I’ve wallowed in the question and made little advancements many times, so this will change. But something I’ve been sketching in my head to put on my phone is.
“I’m not Everything
but I AM
(Insert QR)
For Community!
Spouse,
Heal-ing,
Curious,
Networker.
Sure a person can’t be summarized in but a few words, but many times we do let a few words or moments defy us, I want to be known more for how I helped people, how I help people get out the hopelessness that I spent much of my life in. How although I knew Christ I do NOT let the light shine past the darkness.

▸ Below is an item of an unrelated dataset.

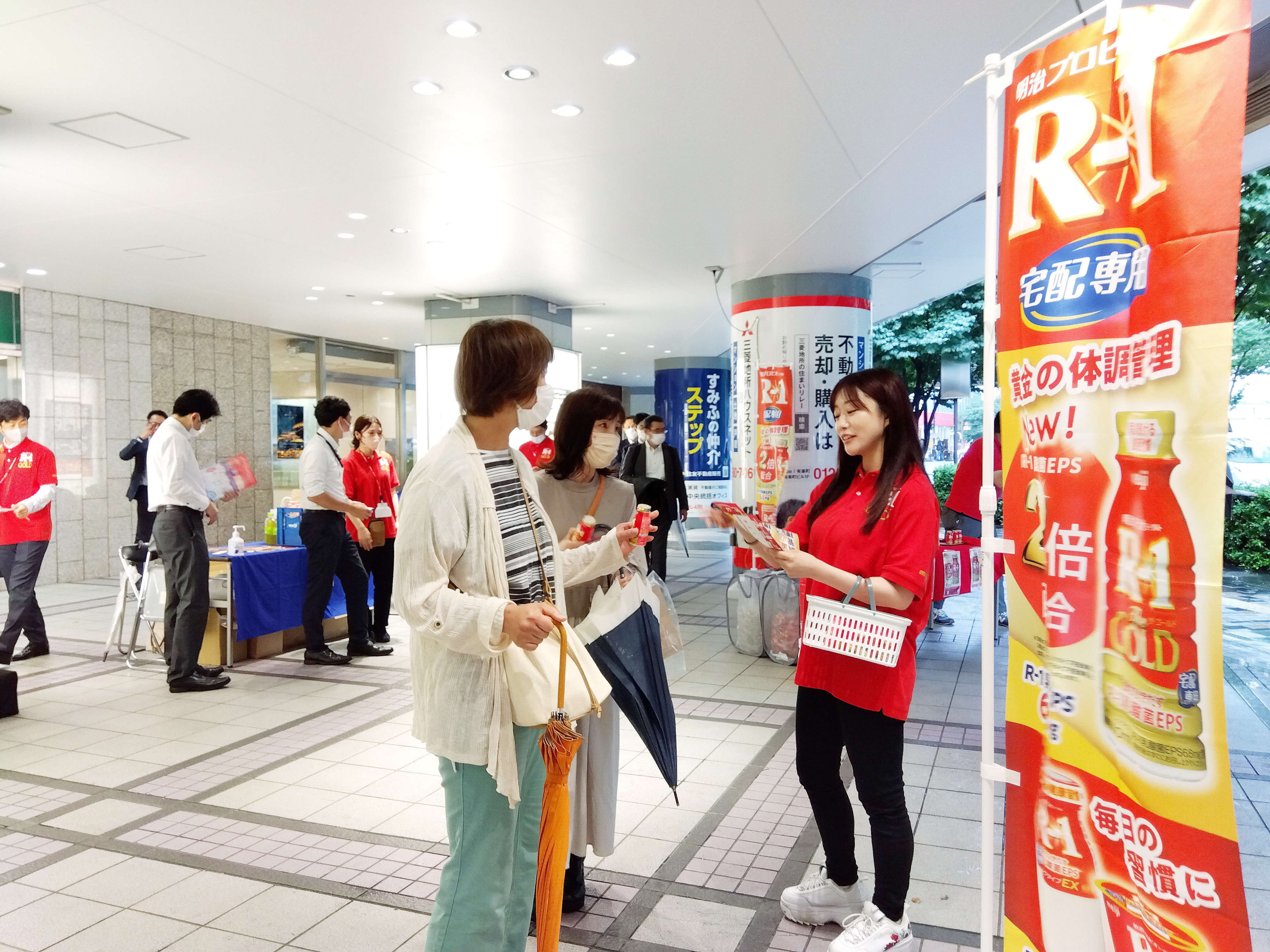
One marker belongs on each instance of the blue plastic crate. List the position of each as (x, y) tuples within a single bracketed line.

I have spent so much time afraid of repeat abandonment, instead I should be focusing on being there for more; so when I do get abandoned, it’s not my whole world.
I’ve spent alot my heart in a broken codependent mind, and afraid of the next person leaving, that at times I probably self sabotage it.
Something literally just this week I realized, is I have a fear of quitting, I’ve got so many nearly finished (or nearly began) projects and one thing I’ve learned all that weight has clogged my brain and not allow me to remember people’s names like I use to, I don’t want to ponder the glory days of when I was a great networker and able to help people connect, that’s where I found my most joy. That’s where I want to return. I’m excited that I have a meeting with one of the first people I met that inspired me in Gwinnett. We are having a conversation at 10 to see if I will be a good mentee.
I want to start letting go more, letting go of projects and setting up systems to help detox life.
I had meant to spend more time on writing this, but breakfast with wife and now off to work. Guess waking up at 5 is sleeping in.
Who else has too much on their plate that they know doesn’t matter?